Something in the way this question was asked told Odrade that Bell had made a Mentat summation. She has seen what I intend!

"If you know a better course reveal it now," Odrade said. Or hold your peace.

Silence gripped them. Odrade looked at her companions in succession, lingering on Bell.

Help us, whatever gods there may be! And I, being Bene Gesserit, am too much agnostic to make that plea with anything more than a hope of covering all possibilities. Don't reveal it, Bell. If you know what I will do, you know it must be seen in its own time.

Bellonda brought Odrade out of reverie with a cough. "Are we going to eat or talk? People are staring."

"Should we have another go at Scytale?" Sheeana asked.

Was that an attempt to divert my attention?

Bellonda said: "Give him nothing! He's in reserve. Let him sweat."

Odrade looked carefully at Bellonda. She was fuming over the silence imposed on her by Odrade's secret decision. Avoiding a meeting of eyes with Sheeana. Jealous! Bell is jealous of Sheeana!
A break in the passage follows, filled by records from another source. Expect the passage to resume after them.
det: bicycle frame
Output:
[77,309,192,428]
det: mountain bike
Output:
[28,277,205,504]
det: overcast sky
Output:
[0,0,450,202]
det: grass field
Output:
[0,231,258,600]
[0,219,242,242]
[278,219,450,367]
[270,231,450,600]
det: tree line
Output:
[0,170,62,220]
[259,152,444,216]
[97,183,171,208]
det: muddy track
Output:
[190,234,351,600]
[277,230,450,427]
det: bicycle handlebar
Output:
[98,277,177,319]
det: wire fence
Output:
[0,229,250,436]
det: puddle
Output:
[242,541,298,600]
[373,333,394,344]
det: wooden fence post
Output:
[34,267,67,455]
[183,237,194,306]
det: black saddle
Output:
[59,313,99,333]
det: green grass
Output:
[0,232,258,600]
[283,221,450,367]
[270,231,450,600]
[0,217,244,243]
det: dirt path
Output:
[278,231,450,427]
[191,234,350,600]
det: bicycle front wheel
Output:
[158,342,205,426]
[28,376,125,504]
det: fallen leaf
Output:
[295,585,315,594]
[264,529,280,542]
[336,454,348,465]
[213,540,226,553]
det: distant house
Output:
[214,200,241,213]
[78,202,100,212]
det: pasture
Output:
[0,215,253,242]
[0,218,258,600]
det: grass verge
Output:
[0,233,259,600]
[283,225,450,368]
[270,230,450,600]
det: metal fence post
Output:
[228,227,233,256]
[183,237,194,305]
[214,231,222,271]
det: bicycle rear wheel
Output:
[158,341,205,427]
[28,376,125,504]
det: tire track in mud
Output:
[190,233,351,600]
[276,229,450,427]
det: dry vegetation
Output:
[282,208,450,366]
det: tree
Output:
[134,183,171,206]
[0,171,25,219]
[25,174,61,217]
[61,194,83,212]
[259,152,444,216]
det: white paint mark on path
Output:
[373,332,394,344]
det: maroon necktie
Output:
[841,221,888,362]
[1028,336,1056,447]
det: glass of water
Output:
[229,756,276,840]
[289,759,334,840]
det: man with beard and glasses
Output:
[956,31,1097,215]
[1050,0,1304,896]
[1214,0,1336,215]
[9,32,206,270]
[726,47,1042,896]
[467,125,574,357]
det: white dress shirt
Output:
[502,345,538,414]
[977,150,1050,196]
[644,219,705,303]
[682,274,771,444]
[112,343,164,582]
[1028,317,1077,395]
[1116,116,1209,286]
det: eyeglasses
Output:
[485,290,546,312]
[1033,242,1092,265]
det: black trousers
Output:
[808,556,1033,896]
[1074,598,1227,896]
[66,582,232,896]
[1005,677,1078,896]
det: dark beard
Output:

Tamalane said, "I am only an advisor now but--"

"Stop that, Tam!" Odrade snapped.

"Tam and I have been discussing that ghola," Bellonda said. (Idaho was "that ghola" when Bellonda had something disparaging to say.) "Why did he think he needed to talk secretly to Sheeana?" A hard stare at Sheeana.

Odrade saw shared suspicion. She does not accept the explanation. Does she reject Duncan's emotional bias?

Sheeana spoke quickly. "Mother Superior explained that!"

"Emotion," Bellonda sneered.

Odrade raised her voice and was surprised at this reaction. "Suppressing emotions is a weakness!"

Tamalane's shaggy eyebrows lifted.

Sheeana intruded: "If we won't bend, we can break."

Before Bellonda could respond, Odrade said: "Ice can be chipped apart or melted. Ice maidens are vulnerable to a single form of attack."

"I'm hungry," Sheeana said.

Peace-making? Not a role expected of The Mouse.

Tamalane stood. "Bouillabaisse. We must eat the fish before our sea is gone. Not enough nullentropy storage."

In the softest of simulflows, Odrade noted the departure of her companions to the cafeteria line. Tamalane's accusatory words recalled that second day with Sheeana after the decision to phase out the Great Sea. Standing at Sheeana's window in the early morning, Odrade had watched a seabird move against the desert background. It winged its way northward, a creature completely out of place in that setting but beautiful in a profoundly nostalgic way because of it.

White wings glistened in early sunlight. A touch of black beneath and in front of its eyes. Abruptly, it hovered, wings motionless. Then, lifting on an air current, it tucked its wings like a hawk and plummeted out of view behind the farther buildings. Reappearing, it carried something in its beak, a morsel it swallowed on the wing.

A seabird alone and adapting

.

We adapt. We do indeed adapt.

It was not a quiet thought. Nothing to induce repose. Shocking rather. Odrade had felt jarred out of a dangerously drifting course. Not only her beloved Chapterhouse but their entire human universe was breaking out of its old shapes and taking on new forms. Perhaps it was right in this new universe that Sheeana continued to conceal things from Mother Superior. And she is concealing something.

Once more, Bellonda's acidic tones brought Odrade to full awareness of her surroundings. "If you won't serve yourself, I suppose we must take care of you." Bellonda placed a bowl of aromatic fish stew in front of Odrade, a great chunk of garlic bread beside it.

When each had sampled the bouillabaisse, Bellonda put down her spoon and stared hard at Odrade. "You're not going to suggest we 'love one another' or some such debilitating nonsense?"